La troupe arrivait aux abords de la manifestation. Il fallait éviter les contrôles à tout prix. L. et moi prenions un vélib’, jouant les flâneurs du dimanche, et nous entrâmes sans problème dans l’espace réservé aux manifestants. Nous nous rejoignîmes tous dans un coin, tout allait bien. La manifestation pouvait commencer.

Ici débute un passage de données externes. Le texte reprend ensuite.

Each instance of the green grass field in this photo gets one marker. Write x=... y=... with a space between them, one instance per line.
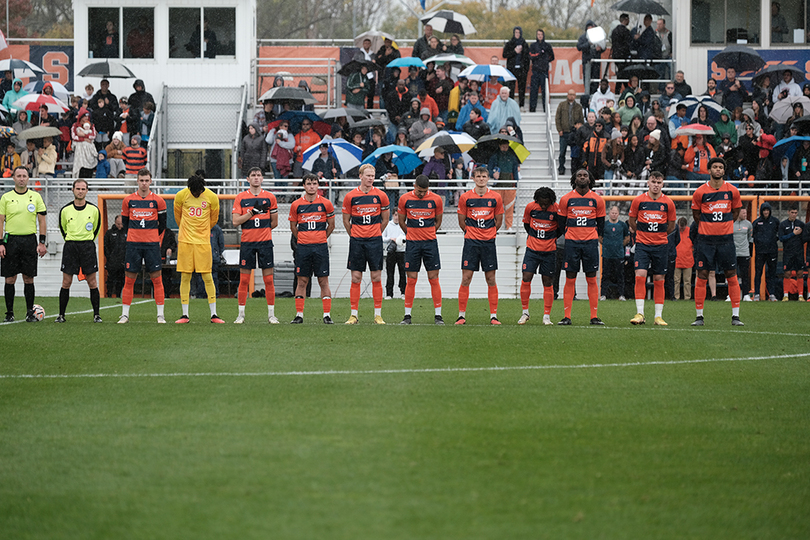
x=256 y=431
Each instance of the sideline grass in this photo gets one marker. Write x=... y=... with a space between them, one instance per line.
x=714 y=450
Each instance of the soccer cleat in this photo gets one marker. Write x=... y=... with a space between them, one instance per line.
x=638 y=319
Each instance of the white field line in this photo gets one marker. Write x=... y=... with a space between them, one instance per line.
x=399 y=371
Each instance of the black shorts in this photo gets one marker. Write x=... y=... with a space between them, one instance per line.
x=539 y=262
x=586 y=251
x=251 y=252
x=148 y=252
x=417 y=251
x=21 y=256
x=312 y=259
x=652 y=258
x=79 y=255
x=365 y=250
x=717 y=257
x=477 y=252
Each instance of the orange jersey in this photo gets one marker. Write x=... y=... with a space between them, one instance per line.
x=652 y=216
x=580 y=213
x=259 y=228
x=479 y=213
x=143 y=216
x=366 y=211
x=420 y=215
x=311 y=218
x=543 y=224
x=716 y=208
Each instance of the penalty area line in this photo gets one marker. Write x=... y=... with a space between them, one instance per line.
x=401 y=371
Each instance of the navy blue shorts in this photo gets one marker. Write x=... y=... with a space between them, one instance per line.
x=539 y=262
x=148 y=252
x=717 y=257
x=365 y=250
x=585 y=251
x=312 y=259
x=652 y=258
x=250 y=252
x=481 y=253
x=417 y=251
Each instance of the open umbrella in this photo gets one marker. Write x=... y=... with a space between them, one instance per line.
x=449 y=22
x=640 y=6
x=775 y=71
x=783 y=109
x=403 y=157
x=739 y=57
x=21 y=68
x=485 y=72
x=490 y=144
x=107 y=70
x=38 y=132
x=32 y=102
x=346 y=154
x=288 y=93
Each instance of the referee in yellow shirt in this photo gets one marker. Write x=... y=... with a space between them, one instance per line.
x=79 y=222
x=21 y=210
x=196 y=210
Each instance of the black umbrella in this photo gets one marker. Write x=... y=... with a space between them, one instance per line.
x=640 y=6
x=739 y=57
x=641 y=71
x=775 y=72
x=355 y=65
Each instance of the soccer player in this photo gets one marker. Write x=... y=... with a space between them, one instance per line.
x=196 y=210
x=21 y=210
x=791 y=235
x=365 y=211
x=256 y=210
x=542 y=223
x=312 y=220
x=420 y=216
x=480 y=215
x=652 y=218
x=584 y=214
x=715 y=206
x=144 y=216
x=79 y=222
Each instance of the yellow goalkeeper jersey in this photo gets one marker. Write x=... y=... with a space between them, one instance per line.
x=195 y=216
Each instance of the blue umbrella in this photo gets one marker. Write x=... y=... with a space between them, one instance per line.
x=787 y=147
x=408 y=61
x=403 y=157
x=346 y=154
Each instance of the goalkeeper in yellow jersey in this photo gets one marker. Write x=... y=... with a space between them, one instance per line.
x=196 y=210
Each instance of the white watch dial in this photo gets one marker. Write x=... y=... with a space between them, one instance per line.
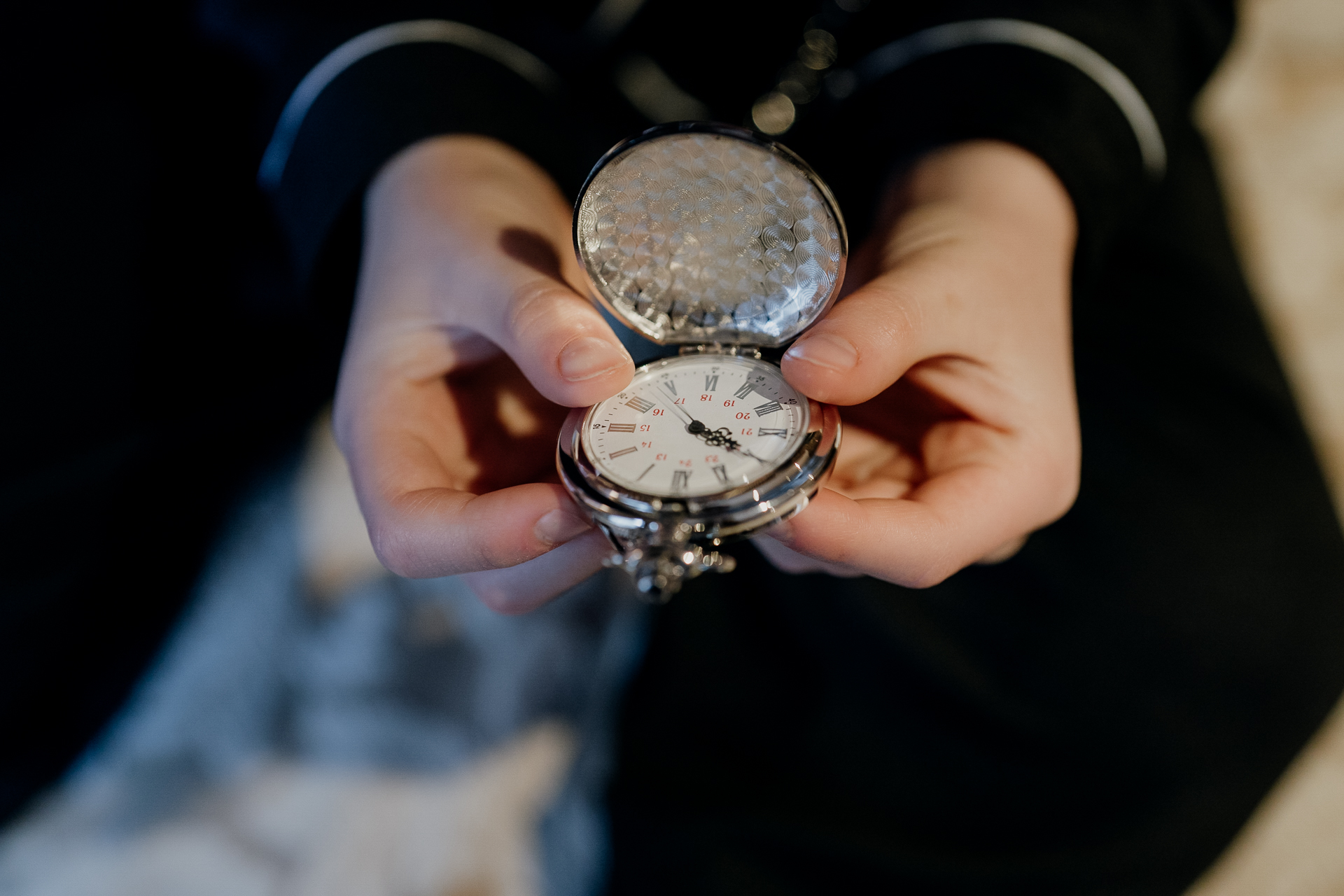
x=695 y=426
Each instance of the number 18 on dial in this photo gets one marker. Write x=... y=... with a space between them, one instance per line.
x=696 y=426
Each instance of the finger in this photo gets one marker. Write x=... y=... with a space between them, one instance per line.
x=530 y=584
x=558 y=340
x=437 y=531
x=991 y=496
x=873 y=337
x=788 y=561
x=467 y=234
x=977 y=241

Je cours. J’évite les galets des grenades qui écorchent. Au dessus de moi sifflent leurs balles de caoutchouc – ils visent toujours la tête. Du sang, il y’en a sur les pavés. On ne sait à qui il appartient – on le voit et on entend les cris de douleurs. À chaque fois la sensation est nouvelle : on ne s’habitue jamais à la haine. J’ai perdu la troupe. Deux des filles se sont faites attraper par les bacqueux. On espère qu’elles ne diront rien. J’ai juste eu le temps de récupérer un marteau qu’elles avaient fait tomber. D’un coup de l’œil, j’avise L. qui relève un type asphyxié. Les médics, rapides, courent à sa rencontre, l’exfiltrent de la fumée tandis qu’il vomit ses tripes sur les pavés. Des pavés, il y en a toujours, aujourd’hui, ils étaient plus facilement détachables. Il fait plus chaud ces temps ci, c’est peut-être pour ça. C’est peut-être aussi parce qu’on sent que les vacances arrivent et qu’on a peur que tout s’arrête, enfin, que tout reprenne, comme avant – horreur. L. m’attrape le bras et m’indique la banque, du moins sa vitrine, à dix mètre de nous. Elle est encore intacte.